The Top Five Things to Do at Machu Picchu

Perched on the saddle of a mountain 7,972 feet above the farmland of Sacred Valley in Peru is the spectacular ancient city of Machu Picchu, which name means “Old Peak” in the Incan Quechua language. It was built 550 years ago.

Now, it is one of the most important archaeological sites in Peru and consequently the most-visited – hundreds of thousands of people pass through each year.

Machu Picchu can be reached by a hike of four days or more or, for the less adventurous, by train and bus. Have a look at the tours, that include Machu Picchu on their itineraries, by South America tour companies.

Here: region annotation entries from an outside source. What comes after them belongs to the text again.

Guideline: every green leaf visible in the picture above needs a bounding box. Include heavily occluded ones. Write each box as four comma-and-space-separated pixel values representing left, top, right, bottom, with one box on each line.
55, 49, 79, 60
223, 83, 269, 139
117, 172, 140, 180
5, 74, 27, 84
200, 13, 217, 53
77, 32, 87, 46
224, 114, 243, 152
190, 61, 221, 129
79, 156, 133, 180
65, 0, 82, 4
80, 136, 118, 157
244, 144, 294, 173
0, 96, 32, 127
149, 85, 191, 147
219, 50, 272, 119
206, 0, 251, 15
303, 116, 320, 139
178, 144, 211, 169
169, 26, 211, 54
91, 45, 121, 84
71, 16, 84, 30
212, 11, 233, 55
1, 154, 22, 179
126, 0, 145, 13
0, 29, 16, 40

In today’s post, Mark Whitman, from sets out the five things he recommends you do and see at Machu Picchu


The stone thingies

The five square miles of Machu Picchu contain hundreds of well-preserved stone structures: baths, palaces, storage rooms, temples, nigh on 150 houses and 3,000 stone steps. The building blocks employed can weigh 50 tons but are fitted together using a mortarless technique known as “ashlar” with such precision that a knife blade cannot be inserted between some structures. The city is divided into agricultural, religious and urban zones. A visit to ruins can be magical in the morning when they are shrouded with mist, or in the late afternoon when the tourist activity within the Citadel dies down.

One particular stone thingy – the Intihuatana stone

The Intihuatana stone in the urban sector, to the rear of the Main Temple, shows the date of both equinoxes and other major celestial events. On the equinoxes, the sun stands close to directly above the pillar, so there is no shadow. The Incas would hold ceremonies at these moments. According to legend, when a sensitive person touches their head to the stone, they are granted a vision of the spirit world. This sculpted rock stands six feet tall.

The Inca Drawbridge

From Machu Picchu, it takes 20 minutes to negotiate a narrow path that reaches the famous Inca Drawbridge. Starting at “the Building with 10 Windows” in the south of the Citadel, this is a most pleasant hike with virtually no steep inclines. You could glimpse the Andes or the nearby hydroelectric power plant. Once the bridge was raised, the 983-foot drop was unsurpassable and attackers would be in an exposed position. The bridge itself is made from wooden planks and guarded by a barrier ever since one tourist fell to their death from it. You will have a stunning view of the Urubamba Valley.

Huayna Picchu

The 8,923-foot-tall mountain of Huayna Picchu – “Young Peak,” is the prominent peak you see in so many photos of Machu Picchu. This hour-long hike is known in certain circles as the “Hike of Death.” Trails are sometimes no more than a foot wide, with a sheer drop to either side and no handrails. Steps are dangerous after bad weather – the path is closed in the rainy season. There comes a point where you must descend a sheer rock face without steps or ropes. A small cave must be passed which would not accommodate a person of generous girth. There are also some interesting stone ruins on this mountain.

People undertake this climb to be rewarded with a 360-degree view. The sight of Machu Picchu is breath-taking. During peak season, you should book at least a month in advance. Only 400 people are allowed each day, from 7 to 8AM and 10 to 11AM, and you will have to plan accordingly.

The spectacled bear

Machu Picchu is not only a phenomenal archaeological site, but also a spectacular reserve. You could see any of 420 kinds of bird and 53 kinds of mammal. One mammal is the ukuku, the Andean bear, known to science as Tremarctos ornatus. The black and white patches on the face of this bear – mostly black – make it appear to be wearing spectacles, so it is also known as the spectacled bear. Less than six feet tall and weighing under 310 pounds, it is regarded by many as the panda of South America. In the United Kingdom, Paddington Bear was a famous example of this breed. Yes, Machu Picchu is “deepest, darkest Peru.”

This is the continent’s only bear. Feeding it is discouraged and what food you have should be packed securely. 40 spectacled bears have been reported in the forests surrounding Machu Picchu. Your knowledge of this bear can be maximised by visiting the Inkaterra Machu Picchu Spectacled Bear Project. These creatures are shy, and if you wish to see one, you should come early. The greatest prospects of seeing one are at Chaparri Nature Reserve, the Sanctuary near the Machu Picchu Pueblo Hotel and the Inca Trail. Sightings are rare, with quite a few full-time local guides never having done so.